Mozart, Bruckner: Jonathan Biss (piano), National Symphony Orchestra, Herbert Blomstedt (conductor), Kennedy Center Concert Hall, Washington, D.C., 19.3.2009 (RRR)

Mozart: Piano Concerto No.27 in B-flat, K.595
Bruckner: Symphony No.9


Thursday night, the venerable, but still remarkably spry, 82-year-old Herbert Blomstedt led the National Symphony Orchestra with Mozart’s Piano Concerto No. 27 the substantial amuse-gueule before Bruckner’s 9th Symphony.

Blomstedt took a mellow, unhurried, but still alert approach to the Mozart. At first, his young partner, 28-year-old pianist Jonathan Biss, seemed to rush rather than relish his part. This abated by the end of the first movement and a new level of comfort showed itself in the Larghetto, without, albeit, revealing any notable poetic insights. In the last movement, Allegro, Biss showed some real character and esprit. Clearly, he was now relaxed enough to begin exploring, with his ample talent, the expressive possibilities Mozart offered. By far his best movement, he began relishing the interplay with the orchestra and displaying the sense of play essential to Mozart. Now that Biss has broken the ice, my guess is that his next two performances (March 20th and March 21st) will be up to the par of the last movement tonight, which would make it them rather special.

This was the second Bruckner 9th that I have heard in less than three weeks. On March 3rd, I heard Zubin Mehta direct the Vienna Philharmonic in Los Angeles in a disappointing performance that seemed to use the 9th as a virtuoso display piece for the orchestra, rather than as Bruckner’s final statement on the cosmos. The NSO was not in a position to do that, nor did Herbert Blomstedt seem to be disposed to want to; his intentions were more serious. And, truth be told, the NSO was not exactly in its métier. It has not performed this symphony in 20 years. At times, it sounded as if it were speaking a second language that it had not quite mastered; there was a momentary discombobulation in one of the many gear shifts in the first movement, and occasional odd sound balances occurred.

Despite the lack of a Bruckner tradition, however, the NSO was able to achieve, under Blomstedt’s guidance, some notable things. Blomstedt took an approach that was not exactly tranquil, but not as highly charged as one might wish, especially if one is habituated to Furtwangler’s volcanic approach. At whatever stride, Blomstedt kept the one essential thing in Bruckner without which all else is lost: concentration. This allowed him to bring out a good deal of detail without ever breaking the line. Without sounding particularly idiomatic, the NSO stayed with him, excelled in the delicate, lyrical moments, and pulled off the major climaxes. Things gelled by the third movement to the point that the NSO was speaking fluent Bruckner (the strings were glorious), and the expressiveness of the music took over. Together, Blomstedt and the NSO beautifully built the last movement. They approached and even, at moments, achieved the visionary. The audience knew it and sat still at the end, uncertain as to when, or even if, to applaud. Neither perfect nor great, I still prefer this Bruckner-approach to what I heard on the West Coast and the huzzahs with which it was greeted.

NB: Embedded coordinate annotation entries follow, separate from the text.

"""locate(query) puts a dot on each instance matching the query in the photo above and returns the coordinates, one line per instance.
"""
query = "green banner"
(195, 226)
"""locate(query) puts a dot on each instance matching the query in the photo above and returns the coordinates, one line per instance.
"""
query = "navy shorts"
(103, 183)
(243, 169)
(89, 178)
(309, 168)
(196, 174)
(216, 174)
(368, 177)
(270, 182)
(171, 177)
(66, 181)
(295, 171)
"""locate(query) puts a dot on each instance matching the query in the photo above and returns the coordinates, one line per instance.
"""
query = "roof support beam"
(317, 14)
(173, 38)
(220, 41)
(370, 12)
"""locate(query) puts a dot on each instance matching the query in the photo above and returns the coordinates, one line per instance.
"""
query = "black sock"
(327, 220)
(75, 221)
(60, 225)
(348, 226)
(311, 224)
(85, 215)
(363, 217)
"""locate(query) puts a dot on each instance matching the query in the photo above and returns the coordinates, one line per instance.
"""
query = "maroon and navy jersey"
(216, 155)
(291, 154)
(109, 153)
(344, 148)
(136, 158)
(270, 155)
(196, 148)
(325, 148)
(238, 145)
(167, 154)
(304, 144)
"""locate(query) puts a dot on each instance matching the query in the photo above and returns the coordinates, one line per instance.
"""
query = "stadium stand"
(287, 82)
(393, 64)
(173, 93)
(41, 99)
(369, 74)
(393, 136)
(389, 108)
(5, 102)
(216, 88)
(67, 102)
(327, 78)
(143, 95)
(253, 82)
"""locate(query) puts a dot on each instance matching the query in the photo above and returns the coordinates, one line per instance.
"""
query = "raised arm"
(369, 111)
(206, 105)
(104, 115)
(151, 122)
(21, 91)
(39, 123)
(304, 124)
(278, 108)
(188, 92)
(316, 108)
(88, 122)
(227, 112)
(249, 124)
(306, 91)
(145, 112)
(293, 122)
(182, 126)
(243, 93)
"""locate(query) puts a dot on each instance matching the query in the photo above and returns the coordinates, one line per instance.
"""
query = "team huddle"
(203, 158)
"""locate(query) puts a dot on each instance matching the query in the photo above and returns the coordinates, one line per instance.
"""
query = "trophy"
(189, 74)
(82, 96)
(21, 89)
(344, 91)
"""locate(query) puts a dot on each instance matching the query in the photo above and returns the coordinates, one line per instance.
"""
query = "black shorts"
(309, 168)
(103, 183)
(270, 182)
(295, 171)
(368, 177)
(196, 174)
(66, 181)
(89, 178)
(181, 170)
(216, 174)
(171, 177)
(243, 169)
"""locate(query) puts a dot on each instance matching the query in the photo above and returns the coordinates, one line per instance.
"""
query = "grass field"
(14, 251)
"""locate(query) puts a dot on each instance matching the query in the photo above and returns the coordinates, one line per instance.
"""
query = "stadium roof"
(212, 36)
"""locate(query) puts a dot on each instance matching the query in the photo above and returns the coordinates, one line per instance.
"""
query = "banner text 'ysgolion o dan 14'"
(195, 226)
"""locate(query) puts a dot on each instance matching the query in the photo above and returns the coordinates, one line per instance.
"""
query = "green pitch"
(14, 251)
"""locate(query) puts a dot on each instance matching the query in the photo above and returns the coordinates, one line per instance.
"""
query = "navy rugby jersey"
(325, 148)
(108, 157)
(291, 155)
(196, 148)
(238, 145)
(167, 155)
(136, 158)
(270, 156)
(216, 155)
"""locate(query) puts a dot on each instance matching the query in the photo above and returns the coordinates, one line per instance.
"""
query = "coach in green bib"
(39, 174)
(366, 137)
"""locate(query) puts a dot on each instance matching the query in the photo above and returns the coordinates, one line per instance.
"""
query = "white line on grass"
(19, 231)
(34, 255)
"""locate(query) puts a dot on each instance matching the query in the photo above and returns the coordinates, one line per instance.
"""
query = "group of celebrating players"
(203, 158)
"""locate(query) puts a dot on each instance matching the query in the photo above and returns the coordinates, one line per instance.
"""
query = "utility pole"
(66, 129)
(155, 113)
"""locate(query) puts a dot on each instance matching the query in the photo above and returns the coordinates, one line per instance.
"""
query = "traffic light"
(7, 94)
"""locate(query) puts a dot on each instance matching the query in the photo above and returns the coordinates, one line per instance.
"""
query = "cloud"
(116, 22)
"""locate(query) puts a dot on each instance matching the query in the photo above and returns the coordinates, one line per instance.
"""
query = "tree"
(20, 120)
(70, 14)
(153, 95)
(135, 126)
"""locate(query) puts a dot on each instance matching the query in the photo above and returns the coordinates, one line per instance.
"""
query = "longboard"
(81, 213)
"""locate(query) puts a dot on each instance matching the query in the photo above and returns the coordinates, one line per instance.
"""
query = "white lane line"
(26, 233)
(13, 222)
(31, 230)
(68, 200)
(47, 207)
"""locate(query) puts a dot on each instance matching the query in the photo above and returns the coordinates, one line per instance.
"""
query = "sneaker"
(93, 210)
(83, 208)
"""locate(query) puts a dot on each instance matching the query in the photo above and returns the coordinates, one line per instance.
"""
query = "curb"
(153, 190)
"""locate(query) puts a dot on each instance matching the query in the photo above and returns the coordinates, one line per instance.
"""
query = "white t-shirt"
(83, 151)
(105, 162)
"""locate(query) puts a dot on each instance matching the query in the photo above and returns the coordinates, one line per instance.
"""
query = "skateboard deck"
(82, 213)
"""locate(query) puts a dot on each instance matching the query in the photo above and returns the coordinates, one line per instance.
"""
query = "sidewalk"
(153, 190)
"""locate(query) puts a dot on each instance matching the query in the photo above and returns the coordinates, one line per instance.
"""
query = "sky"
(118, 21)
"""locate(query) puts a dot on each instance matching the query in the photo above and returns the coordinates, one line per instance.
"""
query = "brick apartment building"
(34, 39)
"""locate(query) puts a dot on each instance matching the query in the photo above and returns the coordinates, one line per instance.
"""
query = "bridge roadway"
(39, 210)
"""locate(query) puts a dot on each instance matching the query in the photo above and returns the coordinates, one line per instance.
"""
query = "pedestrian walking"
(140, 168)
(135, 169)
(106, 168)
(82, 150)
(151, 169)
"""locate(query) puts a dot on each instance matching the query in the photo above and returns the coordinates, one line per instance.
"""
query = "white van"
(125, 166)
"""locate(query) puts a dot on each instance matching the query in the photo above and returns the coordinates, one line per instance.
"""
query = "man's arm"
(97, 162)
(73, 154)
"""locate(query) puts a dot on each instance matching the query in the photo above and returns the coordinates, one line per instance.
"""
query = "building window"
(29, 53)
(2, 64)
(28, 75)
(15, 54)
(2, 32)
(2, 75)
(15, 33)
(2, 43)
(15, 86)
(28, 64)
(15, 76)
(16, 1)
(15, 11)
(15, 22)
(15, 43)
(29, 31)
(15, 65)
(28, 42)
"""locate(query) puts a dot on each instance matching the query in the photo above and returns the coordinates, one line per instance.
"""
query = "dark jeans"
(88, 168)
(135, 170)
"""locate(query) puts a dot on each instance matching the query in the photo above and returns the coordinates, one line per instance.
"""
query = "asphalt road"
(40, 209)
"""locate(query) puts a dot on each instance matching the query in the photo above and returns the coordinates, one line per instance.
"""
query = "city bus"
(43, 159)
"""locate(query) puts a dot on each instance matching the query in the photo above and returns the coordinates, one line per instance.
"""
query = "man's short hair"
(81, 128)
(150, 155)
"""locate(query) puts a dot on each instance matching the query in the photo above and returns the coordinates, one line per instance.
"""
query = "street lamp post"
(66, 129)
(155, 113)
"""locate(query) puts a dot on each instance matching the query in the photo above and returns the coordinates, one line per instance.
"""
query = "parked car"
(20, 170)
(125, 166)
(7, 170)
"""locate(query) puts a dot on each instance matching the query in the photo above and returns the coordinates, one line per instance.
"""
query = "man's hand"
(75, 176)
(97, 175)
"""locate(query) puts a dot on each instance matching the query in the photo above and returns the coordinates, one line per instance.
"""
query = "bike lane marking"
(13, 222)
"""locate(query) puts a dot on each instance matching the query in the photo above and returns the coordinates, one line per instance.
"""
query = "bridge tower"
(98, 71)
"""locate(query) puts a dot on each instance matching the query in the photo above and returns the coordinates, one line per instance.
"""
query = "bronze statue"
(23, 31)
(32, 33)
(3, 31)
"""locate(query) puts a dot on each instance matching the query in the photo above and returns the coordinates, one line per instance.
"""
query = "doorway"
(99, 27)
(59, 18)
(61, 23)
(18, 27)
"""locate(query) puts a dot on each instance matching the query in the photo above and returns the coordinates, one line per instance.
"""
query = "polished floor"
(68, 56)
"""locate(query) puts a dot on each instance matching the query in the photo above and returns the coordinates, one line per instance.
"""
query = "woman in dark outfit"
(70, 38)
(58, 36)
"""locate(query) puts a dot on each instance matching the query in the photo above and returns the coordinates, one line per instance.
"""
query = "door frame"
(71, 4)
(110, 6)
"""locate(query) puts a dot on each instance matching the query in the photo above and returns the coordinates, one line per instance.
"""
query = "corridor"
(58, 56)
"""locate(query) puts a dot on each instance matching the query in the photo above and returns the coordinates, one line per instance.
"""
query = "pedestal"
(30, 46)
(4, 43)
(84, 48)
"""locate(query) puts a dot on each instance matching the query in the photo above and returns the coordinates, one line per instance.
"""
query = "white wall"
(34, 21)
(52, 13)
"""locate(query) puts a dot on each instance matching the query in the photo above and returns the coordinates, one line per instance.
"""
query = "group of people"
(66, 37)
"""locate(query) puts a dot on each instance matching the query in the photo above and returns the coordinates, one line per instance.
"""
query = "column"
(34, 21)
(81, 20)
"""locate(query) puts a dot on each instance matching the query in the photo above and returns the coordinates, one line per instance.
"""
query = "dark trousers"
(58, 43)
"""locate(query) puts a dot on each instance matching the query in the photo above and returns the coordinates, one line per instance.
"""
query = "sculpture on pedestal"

Aesthetic postscripts: The VPO has better tailors than the
NSO and looks stunning in white tie. Compared to the VPO, which had only four female participants, the NSO looks like a gynecocracy. I only mention this because it struck me, as I was once struck with the nearly overwhelming green of Virginia after coming back from three months in the desert in the Middle East. While I expected lax sartorial standards in the Disney Concert Hall, which invites, by its name and design, perpetual adolescence, I saw elderly adults in blue jeans at the Kennedy Center Bruckner concert instead. Unless this is part of a new WPA program for the Great Recession, that seems rather inexcusable.